In total, 114 patients were enrolled; they were predominantly male (65.8%) and had advanced disease (stage III, IV; 71.9%). Of these, 22.8% had Burkitt lymphoma, 20.2% had diffuse large B-cell lymphoma, 21.1% had lymphoblastic lymphoma, 20.2% had large cell lymphoma, and 15.8% had peripheral T-cell lymphoma. Twenty-nine patients died, especially of uncontrolled disease (62.1%) and infection (20.7%). During a median follow up of 78.4 months, Kaplan-Meier 5 year event-free and overall survival rates were 71.5% ± 4.3% and 74.8% ± 4.1%, respectively, regardless of subtype. B symptoms (i.e. systemic symptoms of fever, night sweats, and weight loss that can be associated with both Hodgkin's lymphoma and non-Hodgkin's lymphoma) and advanced disease had a significant negative impact on 5 year survival. No other prognostic factor was found, but survival tended to have a negative correlation with age.
Pediatric NHL is aggressive, with a high prevalence of peripheral T-cell lymphoma. The present treatment stratification seems to be effective compared with that used in developed countries.

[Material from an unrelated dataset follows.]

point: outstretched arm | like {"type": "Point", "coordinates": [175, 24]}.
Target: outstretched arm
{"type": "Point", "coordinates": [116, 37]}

在现代化疗时代,小儿非霍奇金淋巴瘤(NHL)的治疗效果在国际上持续改善。然而,亚洲国家关于流行病学和生存率等方面的可用数据有限。
对1998年至2014年诊断为组织学确诊的NHL的15岁及以下儿童进行回顾性分析。
共纳入114例患者;他们以男性为主(65.8%),且多为晚期疾病(III期、IV期;71.9%)。其中,22.8%为伯基特淋巴瘤,20.2%为弥漫性大B细胞淋巴瘤,21.1%为淋巴母细胞淋巴瘤,20.2%为大细胞淋巴瘤,15.8%为外周T细胞淋巴瘤。29例患者死亡,主要死于疾病控制不佳(62.1%)和感染(20.7%)。在中位随访78.4个月期间,无论亚型如何,Kaplan-Meier法计算的5年无事件生存率和总生存率分别为71.5%±4.3%和74.8%±4.1%。B症状(即可能与霍奇金淋巴瘤和非霍奇金淋巴瘤相关的发热、盗汗和体重减轻等全身症状)和晚期疾病对5年生存率有显著负面影响。未发现其他预后因素,但生存率与年龄呈负相关趋势。
小儿NHL具有侵袭性,外周T细胞淋巴瘤患病率高。与发达国家使用的治疗分层相比,目前的治疗分层似乎有效。